Par ailleurs, il y a un phénomène qui semble aujourd’hui prospérer. L'incarcération redevient un rite de
passage obligatoire dans les bandes organisées et les classes sociales non scolarisées et analphabètes. « Tu es un homme maintenant ! » s’adressent-elles à l’un des leurs lorsque
celui-ci se retrouve en prison. Toutes ces considérations amènent le délinquant débutant à s’engager résolument dans la voie de la récidive.
L'évaluation de la
personnalité des détenus quant à leur dangerosité pour eux-mêmes (risque suicidaire), pour les gardiens surveillants et leurs codétenus (risque d'agression) ou pour l'administration
pénitentiaire (risque d'évasion ou de trafics divers) est embryonnaire ou inexistante. Le risque de récidive est par conséquent inconnu. La pratique en vigueur, bien que nécessaire, n'en
demeure pas moins partielle et dépourvue de tout caractère prospectif sur la dangerosité du détenu qui est généralement définie comme un phénomène psychosocial caractérisé par les indices révélateurs de la grande probabilité pour un individu de commettre une infraction contre les personnes ou les biens. Alors que
récidive et comportement dangereux sont liés, aucun instrument spécifique tendant à leur évaluation n’est prévu.
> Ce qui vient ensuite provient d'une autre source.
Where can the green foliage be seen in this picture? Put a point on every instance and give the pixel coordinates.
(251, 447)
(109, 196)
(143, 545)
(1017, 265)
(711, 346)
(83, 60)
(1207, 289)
Parce qu'elle est privative de liberté, la prison a également pour effet d'anémier la capacité du détenu à se
prendre en charge. Préparer la sortie, c'est avant tout, réapprendre les gestes de l'autonomie et donc lutter contre la récidive. Comme l'a signalé
Jean-Luc Warsmann dans son rapport précité, « la sortie de prison, quelle que soit la durée de la
peine purgée, est un moment difficile à vivre. La personne libérée sans préparation ni accompagnement risque de se retrouver à nouveau dans un environnement familial ou social néfaste, voire
criminogène, ou bien au contraire dans un isolement total, alors qu'elle aurait besoin de soutien pour se réadapter à la vie libre. Tout ceci peut l'amener à la récidive ».
L’on constate généralement que la sortie de prison des délinquants ayant purgé leur peine n’est pas
toujours suivie.
A l’issue de l’étude de l’emprisonnement comme principal mode de traitement de la
récidive, une insatisfaction subsiste dans notre esprit. L’on se demande s’il constitue la meilleure façon de faire face à la récidive qui pratiquement met à nue les failles des politiques
criminelles mises en place par les Etats. L’on est même tenté de convenir avec Serges Portelli que c’est une politique irresponsable et dangereuse
que de laisser croire aux citoyens que la criminalité pourrait se dissoudre dans plus de prisons . Par ailleurs, le recours-réflexe à l’incarcération pour juguler les désordres urbains est
un remède qui, dans bien des cas, ne fait qu’aggraver le mal qu’il est censé guérir. Institution basée sur la force et opérante, la prison est un creuset de violences et d’humiliations
quotidiennes, un vecteur de désaffiliation familiale, de méfiance civique et d’aliénation individuelle.
Et, pour beaucoup de détenus marginalement impliqués dans des activités illicites,
c’est une école de formation, voire de « professionnalisation », aux carrières criminelles. Pour d’autres, et ce n’est guère mieux, l’enfermement est un gouffre sans fond, un enfer
hallucinatoire qui prolonge la logique de destruction sociale qu’ils ont connue à l’extérieur en la redoublant d’un broyage personnel. L’histoire pénale montre, en outre, qu’à aucun moment et
dans aucune société la prison n’a su accomplir la mission de redressement et de réintégration sociale qui est censée être la sienne dans une optique de réduction de la récidive.
En plus, le récidiviste n’est pas un
monstre et il ne sert à rien de le diaboliser. Il faut plutôt faire appel aux autres formes de traitement également efficaces et nécessaires à sa réinsertion.